Wednesday, March 20, 2013

1303.3888 (Andrew Shannon et al.)

Efficiency in Collisionless Growth of Planetesimals    [PDF]

Andrew Shannon, Yanqin Wu, Yoram Lithwick
We study the efficiency of growing large bodies, starting from a sea of equal-sized planetesimal seeds. This is likely one of the earlier steps of planet formation and is related to the origin of the asteroid belt, the Kuiper belt and extra-solar debris disks. Here we study the case that the seeds do not collide frequently enough for dynamical cooling to be important (the collisionless limit), using a newly constructed conglomeration code, and by carefully comparing numerical results with analytical scalings. We find that large bodies grow primarily by accreting small seeds (and not by accreting each other).

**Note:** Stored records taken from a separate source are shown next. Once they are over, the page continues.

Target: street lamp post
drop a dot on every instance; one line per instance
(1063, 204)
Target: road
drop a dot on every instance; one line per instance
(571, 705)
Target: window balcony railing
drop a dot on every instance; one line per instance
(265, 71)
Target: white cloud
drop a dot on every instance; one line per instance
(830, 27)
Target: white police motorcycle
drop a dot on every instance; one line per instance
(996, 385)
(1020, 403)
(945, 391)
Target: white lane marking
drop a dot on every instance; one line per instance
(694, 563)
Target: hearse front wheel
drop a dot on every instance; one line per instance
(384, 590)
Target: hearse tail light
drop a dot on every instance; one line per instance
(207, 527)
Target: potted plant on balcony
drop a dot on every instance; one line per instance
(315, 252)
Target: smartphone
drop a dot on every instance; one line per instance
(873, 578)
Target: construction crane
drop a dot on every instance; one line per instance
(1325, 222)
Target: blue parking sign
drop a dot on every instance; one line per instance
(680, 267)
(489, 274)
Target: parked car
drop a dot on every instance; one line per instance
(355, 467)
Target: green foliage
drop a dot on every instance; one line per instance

As the velocity dispersion of the small bodies (u) is increasingly excited by the growing big bodies, growth passes from the well-known run-away stage (when u is higher than the big bodies' hill velocity) to the newly discovered trans-hill stage (when u and big bodies both grow, but u remains at the big bodies' hill velocity). We find, concurring with analytical understandings developed in Lithwick (2013), as well as previous numerical studies, that a size spectrum dn/dR ~ R^{-4} results, and the formation efficiency, defined as mass fraction in bodies much greater than the seed sizes, is ~ a few times R_sun/a, or ~10^{-3} at the distance of the Kuiper belt. This extreme inefficiency argues against the collisionless limit for the formation of the Kuiper belt and extra-solar debris disks. To conglomerate large bodies in those regions, the initial planetesimals may have to be small and highly collisional.